Rebecca is a Post-Doctoral Research Fellow at the Department of Forest Conservation Sciences. She was born in Adelaide, Australia, and developed an interest in travel and outdoors at an early age. Rebecca studied a Bachelor of Chemical Engineering and Economics at the University of Adelaide, where she graduated with a desire to work in international development. Following a Master of Development Practice at James Cook University in Cairns, Australia, Rebecca spent the last few years travelling to remote areas of Cambodia and Indonesia to understand the complexity of landscape governance and challenges facing rural smallholders. In 2020, Rebecca completed her doctoral thesis on Governing Landscape Transitions in Cambodia.
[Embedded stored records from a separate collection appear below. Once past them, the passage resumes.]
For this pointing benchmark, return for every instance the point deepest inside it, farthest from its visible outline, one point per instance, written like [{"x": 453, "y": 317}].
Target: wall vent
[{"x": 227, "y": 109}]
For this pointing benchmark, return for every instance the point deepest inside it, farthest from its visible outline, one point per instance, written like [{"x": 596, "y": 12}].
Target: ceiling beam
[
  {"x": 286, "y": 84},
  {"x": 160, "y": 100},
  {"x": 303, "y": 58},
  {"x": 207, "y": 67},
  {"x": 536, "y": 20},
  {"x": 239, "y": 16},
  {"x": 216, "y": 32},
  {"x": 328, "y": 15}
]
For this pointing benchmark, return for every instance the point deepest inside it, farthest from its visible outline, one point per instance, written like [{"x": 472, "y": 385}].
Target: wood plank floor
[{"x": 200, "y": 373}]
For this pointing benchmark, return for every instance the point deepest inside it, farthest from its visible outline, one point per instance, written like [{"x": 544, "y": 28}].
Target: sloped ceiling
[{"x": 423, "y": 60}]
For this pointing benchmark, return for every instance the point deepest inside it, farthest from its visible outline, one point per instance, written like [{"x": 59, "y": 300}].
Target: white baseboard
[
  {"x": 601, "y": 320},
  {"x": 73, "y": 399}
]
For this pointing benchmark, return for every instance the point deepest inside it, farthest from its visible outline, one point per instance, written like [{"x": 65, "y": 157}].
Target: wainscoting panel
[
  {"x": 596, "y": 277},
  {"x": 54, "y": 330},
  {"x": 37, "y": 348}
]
In this research, she examined forest landscapes in Cambodia to understand local perceptions and institutional leverage points for nurturing landscape transitions for prosperity and sustainability.

Rebecca is currently involved in research that seeks to support and strengthen small to medium forest enterprises in rural communities in Indonesia, Cameroon, and Canada. She aims to contribute to broader research on reconciling long-term development and environmental challenges by strengthening local institutions. Rebecca values spending time in landscapes with partners, sharing and discussing with people about their lives and future visions. Rebecca hopes to shed light on some of the challenges and aspirations of people living in these landscapes and bridge communication gaps across different levels of governance.

ResearchGate | Google Scholar

Adinda Herdianti

Adinda started her MSc with the Vibrant Forest Landscapes Lab at the University of British Columbia in September 2019. She was born and raised in Jakarta, Indonesia. She graduated with a Bachelor of Economics from Universitas Indonesia in 2017, where she developed an interest in development and population issues. Adinda worked for Innovation for Indonesia’s School Children (INOVASI), an Australia-funded development project in Indonesia, and Tanah Air Beta, an Indonesia-based NGO focusing on community-based development and conservation, before arriving to British Columbia. In her spare time she enjoys reading, baking and cycling.  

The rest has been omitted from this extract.